O comecinho do litoral norte do Rio é estranho, não tem jeito fluminense, não tem cara de Rio de Janeiro. A região é plana e até árida. O vento tem muito a ver com isso. Nesse cotovelo do mapa ele é implacável. A prova vem quando chegamos em Grussaí para a travessia do Paraíba do Sul. Várias torres de geração de energia eólica são a prova de que vento não vai faltar.

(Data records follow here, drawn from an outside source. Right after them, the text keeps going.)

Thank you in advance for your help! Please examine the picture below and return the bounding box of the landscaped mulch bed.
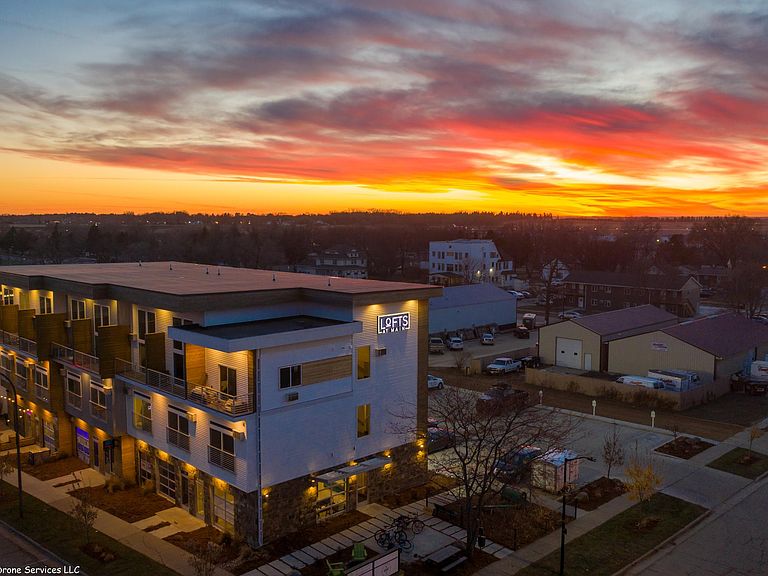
[381,474,458,508]
[568,476,627,510]
[445,494,560,550]
[707,448,768,480]
[20,454,88,480]
[70,485,174,523]
[517,493,705,576]
[656,436,714,460]
[165,510,370,574]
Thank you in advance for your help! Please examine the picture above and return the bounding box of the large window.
[280,364,301,389]
[357,404,371,438]
[35,366,50,402]
[67,372,83,409]
[208,426,235,472]
[357,346,371,380]
[168,410,189,452]
[157,459,176,501]
[219,364,237,396]
[133,392,152,432]
[91,382,107,421]
[69,299,87,320]
[213,483,235,533]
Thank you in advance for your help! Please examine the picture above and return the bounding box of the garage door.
[555,338,581,369]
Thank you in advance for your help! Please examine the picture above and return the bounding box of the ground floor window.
[157,460,176,501]
[213,484,235,533]
[75,428,91,464]
[315,480,347,520]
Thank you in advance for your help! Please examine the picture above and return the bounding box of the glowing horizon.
[0,0,768,217]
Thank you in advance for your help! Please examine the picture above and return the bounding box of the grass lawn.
[707,448,768,480]
[0,482,177,576]
[518,494,704,576]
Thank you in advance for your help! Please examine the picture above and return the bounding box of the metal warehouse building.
[540,304,677,372]
[429,284,517,334]
[608,313,768,384]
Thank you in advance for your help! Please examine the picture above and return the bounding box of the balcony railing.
[208,446,235,472]
[166,428,189,452]
[0,330,37,357]
[51,342,99,374]
[115,358,253,416]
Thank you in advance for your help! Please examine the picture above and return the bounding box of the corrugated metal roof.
[429,284,517,310]
[571,304,677,336]
[662,313,768,358]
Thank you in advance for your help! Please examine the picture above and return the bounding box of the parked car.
[429,338,445,354]
[485,356,523,374]
[475,382,528,414]
[512,326,531,338]
[427,374,445,390]
[557,310,583,320]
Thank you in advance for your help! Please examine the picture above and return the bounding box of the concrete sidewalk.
[6,468,231,576]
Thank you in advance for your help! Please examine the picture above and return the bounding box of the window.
[3,287,13,306]
[93,304,111,330]
[157,459,176,501]
[280,364,301,390]
[219,364,237,396]
[138,309,157,340]
[67,372,83,409]
[91,383,107,421]
[357,404,371,438]
[357,346,371,380]
[39,296,53,314]
[133,392,152,432]
[208,427,235,472]
[213,483,235,532]
[167,410,189,452]
[70,299,87,320]
[35,367,50,402]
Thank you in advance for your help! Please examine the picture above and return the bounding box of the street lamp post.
[0,372,24,518]
[560,456,595,576]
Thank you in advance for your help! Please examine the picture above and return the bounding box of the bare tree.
[603,424,624,480]
[404,387,575,556]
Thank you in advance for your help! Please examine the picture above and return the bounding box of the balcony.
[115,358,254,416]
[0,330,37,358]
[208,446,235,472]
[51,342,101,375]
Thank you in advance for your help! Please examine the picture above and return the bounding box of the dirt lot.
[430,368,748,441]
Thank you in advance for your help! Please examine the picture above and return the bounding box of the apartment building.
[0,262,441,546]
[429,240,514,287]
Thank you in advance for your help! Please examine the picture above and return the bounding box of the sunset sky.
[0,0,768,216]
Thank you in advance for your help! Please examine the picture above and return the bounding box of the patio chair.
[325,558,346,576]
[352,542,368,562]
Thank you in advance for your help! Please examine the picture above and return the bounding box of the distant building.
[429,240,514,287]
[565,271,701,318]
[296,247,368,278]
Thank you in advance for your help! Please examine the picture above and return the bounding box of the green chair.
[352,542,368,562]
[325,558,346,576]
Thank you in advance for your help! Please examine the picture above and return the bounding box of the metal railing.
[0,330,37,356]
[166,428,189,452]
[51,342,100,374]
[115,358,254,416]
[208,446,235,472]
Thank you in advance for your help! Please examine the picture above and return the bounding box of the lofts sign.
[376,312,411,334]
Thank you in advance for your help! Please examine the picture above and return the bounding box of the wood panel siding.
[71,318,93,354]
[301,354,352,384]
[96,325,131,378]
[35,312,67,360]
[144,332,166,372]
[19,308,35,340]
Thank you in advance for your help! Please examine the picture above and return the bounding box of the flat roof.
[0,262,439,296]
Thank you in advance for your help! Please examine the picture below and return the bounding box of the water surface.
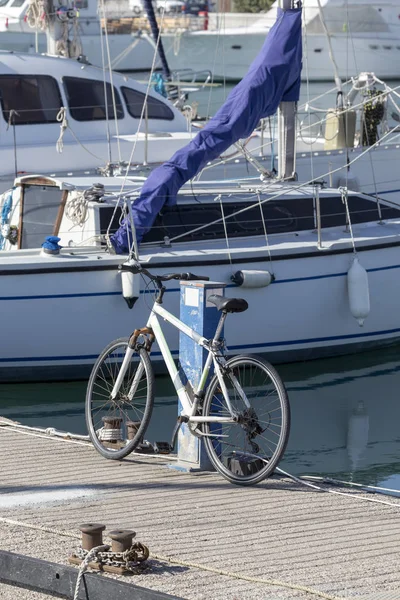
[0,347,400,490]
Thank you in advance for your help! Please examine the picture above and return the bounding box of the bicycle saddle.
[207,294,249,312]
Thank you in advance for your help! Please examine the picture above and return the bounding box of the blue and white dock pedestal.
[171,281,226,472]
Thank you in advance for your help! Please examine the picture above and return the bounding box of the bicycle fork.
[111,327,154,400]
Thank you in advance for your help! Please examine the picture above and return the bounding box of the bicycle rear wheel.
[85,338,154,459]
[203,356,290,485]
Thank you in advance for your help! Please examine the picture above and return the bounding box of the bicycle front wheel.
[203,356,290,485]
[85,338,154,459]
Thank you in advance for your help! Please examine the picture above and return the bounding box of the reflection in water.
[0,347,400,489]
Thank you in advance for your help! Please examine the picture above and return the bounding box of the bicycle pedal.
[154,442,172,454]
[135,440,155,454]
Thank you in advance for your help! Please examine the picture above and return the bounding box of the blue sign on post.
[171,281,226,471]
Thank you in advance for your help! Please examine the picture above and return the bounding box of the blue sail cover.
[111,8,302,254]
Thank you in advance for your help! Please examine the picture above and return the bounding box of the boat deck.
[0,426,400,600]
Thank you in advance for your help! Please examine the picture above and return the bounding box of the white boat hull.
[0,233,400,380]
[0,26,159,71]
[163,27,400,81]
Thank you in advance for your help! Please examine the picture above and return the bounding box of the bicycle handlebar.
[118,264,210,282]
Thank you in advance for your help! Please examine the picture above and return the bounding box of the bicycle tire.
[85,338,154,460]
[203,355,290,485]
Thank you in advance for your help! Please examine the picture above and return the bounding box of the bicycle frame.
[111,302,250,423]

A travessia do Paraíba do sul é divertida e fácil. Seguimos pela rua principal de Grussaí e perguntando onde tem barco pra atravessar. Indicam-nos um ao lado de um posto de gasolina. São vários canais do rio que margeiam as ruas da cidade. Avisto o posto de longe e vou chegando, mas nada de indicação de rio. Quase passando dele é que vejo uma viela com os barqueiros ao fundo. São voadeiras para navegação em baixa profundidade que fazem a travessia de pedestres. O custo é baixo, cerca de dez reais, para os quarenta minutos de viagem fazendo um zigue-zague pelo delta do rio até São João da Barra.
Campos e Açu
São João fica uns dez quilômetros longe do mar, mas é a travessia mais próxima. A opção é ir para Campos que está cerca de cinquenta quilômetros rio acima e ainda enfrentar o trânsito da BR 101. Logo que desembarcamos rumamos leste novamente até achar o mar. O centro da cidade é agitado e fomos atrás de pousadas mais tranquilas. E isso só encontramos perto do mar.
Essa região do Rio é outra que parece esquecida há muito tempo. Até os mapas rodoviários que baixei no GPS não mostravam o que achamos de estrada pela região. A vontade inicial era fazer o cotovelo pela areia, mas como não havia informação se haveria pousada na Barra do Furado, fiquei com receio de enfrentar os setenta quilômetros desse contorno pela areia sem saber se teria pouso certo depois. Mas tem.
Decidimos ir por dentro dos campos onde havia estradas definidas e cidades de apoio certas. Seguimos em direção a Campos até achar uma entrada para o porto do Açu, ainda em construção. Nesse ponto nos voltamos novamente ao sul e brigamos o resto do dia com o vento contra até chegar ao Farol de São Thomé. Foi a única parte até então da viagem que ficamos mais longe do mar.
Búzios
Saindo do Farol de São Thomé, mais uma vez a via pela praia ficou duvidosa. Como não havia registros de quem tivesse feito pela areia até Macaé e estrada tão pouco aparecia nos mapas. Seguimos rumo a Quissamã. Pela praia seria necessário acampar no meio do caminho e isso estava fora dos planos. Isso sem contar que não tínhamos a certeza de poder atravessar tudo. Pelo interior quebramos o trecho e fizemos uma parada antes de Macaé para no dia seguinte seguir direto até Búzios.
Passar batido por Macaé e Rio das Ostras foi porque depois de vários dias pedalando na tranquilidade, a o clima se inverteu. Só nos restava acostamento de estrada bem movimentada já que o litoral nessa região já é todo recortado. Assim que chegamos nos arredores de Macaé ficou estressante. Com isso, tocamos forte e completamos 100 km redondo até a pousada no canto esquerdo de Búzios. Isso lá pelas 8 da noite.
No outro dia, para compensar, enrolamos a manhã passeando por Búzios antes de seguir à tarde para Arraial do Cabo. Apesar de toda a beleza do local, a cidade não é muito amiga das bikes. O único trecho mais tranquilo para pedalar foi a ligação com Cabo Frio.
Havia ainda a vontade de finalizar no Rio de Janeiro, mas a partir de Arraial a areia é fofa na maioria do trecho e só resta uma estrada já toda habitada nas laterais e sem acostamento. A opção era seguir pela estrada estadual, com movimento relativamente calmo. Mas depois de 10 dias tranquilos, não estávamos a fim de estresse. E como acumular quilometragem não era o foco, finalizamos em Arraial do Cabo. Até porque, Cabo Frio, ali do lado tem conexão direta para São Paulo e me pareceu ideal.